What is financial asset impairment?
What is financial asset impairment?
An asset is impaired if its projected future cash flows are less than its current carrying value. When an impaired asset’s carrying value is written down to market value, the loss is recognized on the company’s income statement in the same accounting period.
What is the treatment of an impairment loss under IAS 36?
revaluation decrease
In this case, the impairment loss is treated as a revaluation decrease in accordance with the respective standard. If it is not possible to calculate the recoverable amount of an individual asset, then the recoverable amount of the CGU to which the asset belongs should be calculated.
Which of the different types of assets are assessed for impairment under IAS 36?
In addition IAS 36 requires certain assets to be tested for impairment annually, irrespective of whether there is any indication of impairment. These are: Goodwill acquired in a business combination; • Intangible assets with an indefinite useful life; and • Intangible assets which are not yet available for use.
What is impairment of fixed assets?
Impairment of a fixed asset refers to an abrupt decrease in the economic benefits that an asset can generate due to damage, obsolescence etc. Impairment is recognized by reducing the book value of the asset in the balance sheet and recording impairment loss in the income statement.
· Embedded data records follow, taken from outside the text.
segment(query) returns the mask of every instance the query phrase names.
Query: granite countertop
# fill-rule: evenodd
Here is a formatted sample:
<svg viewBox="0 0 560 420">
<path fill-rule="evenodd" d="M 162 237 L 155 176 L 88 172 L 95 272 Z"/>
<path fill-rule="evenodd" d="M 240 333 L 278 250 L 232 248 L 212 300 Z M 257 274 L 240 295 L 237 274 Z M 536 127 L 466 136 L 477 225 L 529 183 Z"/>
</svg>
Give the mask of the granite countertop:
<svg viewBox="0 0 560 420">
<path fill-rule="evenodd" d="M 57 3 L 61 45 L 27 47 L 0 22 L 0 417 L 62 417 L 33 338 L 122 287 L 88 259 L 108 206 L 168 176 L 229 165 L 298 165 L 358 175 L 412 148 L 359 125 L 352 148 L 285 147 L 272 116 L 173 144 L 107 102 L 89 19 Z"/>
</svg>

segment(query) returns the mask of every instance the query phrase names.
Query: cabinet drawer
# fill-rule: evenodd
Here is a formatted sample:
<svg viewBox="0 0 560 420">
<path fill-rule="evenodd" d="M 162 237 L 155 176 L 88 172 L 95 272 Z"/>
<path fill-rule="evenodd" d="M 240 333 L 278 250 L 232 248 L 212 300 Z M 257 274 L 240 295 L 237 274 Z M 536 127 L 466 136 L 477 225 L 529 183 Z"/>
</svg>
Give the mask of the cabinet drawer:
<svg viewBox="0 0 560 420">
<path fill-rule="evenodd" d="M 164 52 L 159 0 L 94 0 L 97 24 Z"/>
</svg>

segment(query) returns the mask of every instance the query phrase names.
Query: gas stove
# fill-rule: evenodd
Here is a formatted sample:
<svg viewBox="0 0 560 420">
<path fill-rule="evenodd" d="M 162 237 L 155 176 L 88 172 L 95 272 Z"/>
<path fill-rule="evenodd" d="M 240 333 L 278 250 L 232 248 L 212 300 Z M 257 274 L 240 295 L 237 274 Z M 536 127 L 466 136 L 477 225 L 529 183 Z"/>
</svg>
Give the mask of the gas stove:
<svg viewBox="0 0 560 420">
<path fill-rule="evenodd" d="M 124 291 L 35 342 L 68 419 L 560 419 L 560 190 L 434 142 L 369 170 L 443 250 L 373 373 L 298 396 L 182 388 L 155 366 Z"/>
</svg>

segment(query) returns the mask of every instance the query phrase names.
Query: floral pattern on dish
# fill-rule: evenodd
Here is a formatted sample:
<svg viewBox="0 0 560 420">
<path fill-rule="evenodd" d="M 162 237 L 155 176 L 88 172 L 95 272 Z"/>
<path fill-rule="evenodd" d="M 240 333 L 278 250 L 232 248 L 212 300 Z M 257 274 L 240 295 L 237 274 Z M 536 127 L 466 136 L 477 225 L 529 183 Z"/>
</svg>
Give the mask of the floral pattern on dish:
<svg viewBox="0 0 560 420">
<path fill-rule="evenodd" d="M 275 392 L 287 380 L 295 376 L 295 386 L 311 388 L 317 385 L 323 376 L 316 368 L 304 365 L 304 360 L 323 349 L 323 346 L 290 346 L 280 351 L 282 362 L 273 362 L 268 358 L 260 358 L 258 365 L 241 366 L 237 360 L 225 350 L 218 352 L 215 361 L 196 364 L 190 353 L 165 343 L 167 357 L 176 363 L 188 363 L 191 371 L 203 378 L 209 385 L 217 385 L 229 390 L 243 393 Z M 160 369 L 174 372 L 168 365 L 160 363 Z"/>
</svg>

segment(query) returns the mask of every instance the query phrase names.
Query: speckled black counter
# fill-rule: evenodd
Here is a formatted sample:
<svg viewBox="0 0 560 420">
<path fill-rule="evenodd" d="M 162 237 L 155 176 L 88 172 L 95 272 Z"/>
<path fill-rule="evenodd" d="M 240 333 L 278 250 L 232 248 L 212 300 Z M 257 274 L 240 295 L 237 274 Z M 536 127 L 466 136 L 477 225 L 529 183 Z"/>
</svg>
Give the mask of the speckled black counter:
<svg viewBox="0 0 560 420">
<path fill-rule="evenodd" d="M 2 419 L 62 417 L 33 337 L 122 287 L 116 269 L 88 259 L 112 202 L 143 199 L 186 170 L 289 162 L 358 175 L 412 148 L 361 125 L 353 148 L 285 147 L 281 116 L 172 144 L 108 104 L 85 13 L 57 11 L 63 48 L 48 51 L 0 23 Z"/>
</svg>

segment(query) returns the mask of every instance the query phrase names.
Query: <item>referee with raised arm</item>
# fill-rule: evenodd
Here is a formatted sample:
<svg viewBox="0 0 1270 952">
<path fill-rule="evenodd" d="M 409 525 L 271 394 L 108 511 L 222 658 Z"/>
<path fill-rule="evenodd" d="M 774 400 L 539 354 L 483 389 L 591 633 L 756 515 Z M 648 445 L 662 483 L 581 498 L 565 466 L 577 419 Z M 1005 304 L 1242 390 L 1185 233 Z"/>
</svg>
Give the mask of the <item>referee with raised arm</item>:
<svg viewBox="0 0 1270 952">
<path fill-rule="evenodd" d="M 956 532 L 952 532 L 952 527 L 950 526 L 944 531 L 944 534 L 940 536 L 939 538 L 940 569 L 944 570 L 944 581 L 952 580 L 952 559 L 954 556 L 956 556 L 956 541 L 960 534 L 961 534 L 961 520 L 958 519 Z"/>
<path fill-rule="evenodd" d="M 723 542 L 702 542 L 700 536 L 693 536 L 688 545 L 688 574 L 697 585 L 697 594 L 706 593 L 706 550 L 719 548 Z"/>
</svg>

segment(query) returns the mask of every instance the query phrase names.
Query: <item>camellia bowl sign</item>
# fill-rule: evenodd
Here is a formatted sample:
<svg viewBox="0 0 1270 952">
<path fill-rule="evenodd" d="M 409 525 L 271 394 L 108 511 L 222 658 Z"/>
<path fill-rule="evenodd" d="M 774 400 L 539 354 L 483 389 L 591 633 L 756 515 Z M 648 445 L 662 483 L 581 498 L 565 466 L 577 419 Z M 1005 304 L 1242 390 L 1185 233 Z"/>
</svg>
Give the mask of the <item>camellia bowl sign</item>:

What are the indicators of impairment of assets?
Indications of impairment [IAS 36.12] market value declines. negative changes in technology, markets, economy, or laws. increases in market interest rates. net assets of the company higher than market capitalisation.
What is the purpose of asset impairment?
IAS 36 Impairment of Assets seeks to ensure that an entity’s assets are not carried at more than their recoverable amount (i.e. the higher of fair value less costs of disposal and value in use).
What is IAS 36 impairment of assets?
In April 2001 the International Accounting Standards Board (Board) adopted IAS 36 Impairment of Assets, which had originally been issued by the International Accounting Standards Committee in June 1998. That standard consolidated all the requirements on how to assess for recoverability of an asset.
When was IAS 36 amended?
In May 2013 IAS 36 was amended by Recoverable Amount Disclosures for Non-Financial Assets (Amendments to IAS 36).
When do impairment losses get reversed?
For other assets, when the circumstances that caused the impairment loss are favourably resolved, the impairment loss is reversed immediately in profit or loss (or in comprehensive income if the asset is revalued under IAS 16 or IAS 38).
What is the purpose of an impairment test?
The general purpose of an impairment test is to ensure that an asset is not carried for financial reporting purposes at an amount that exceeds its recoverable amount; to do so would overstate a reporting entity’s financial position and performance.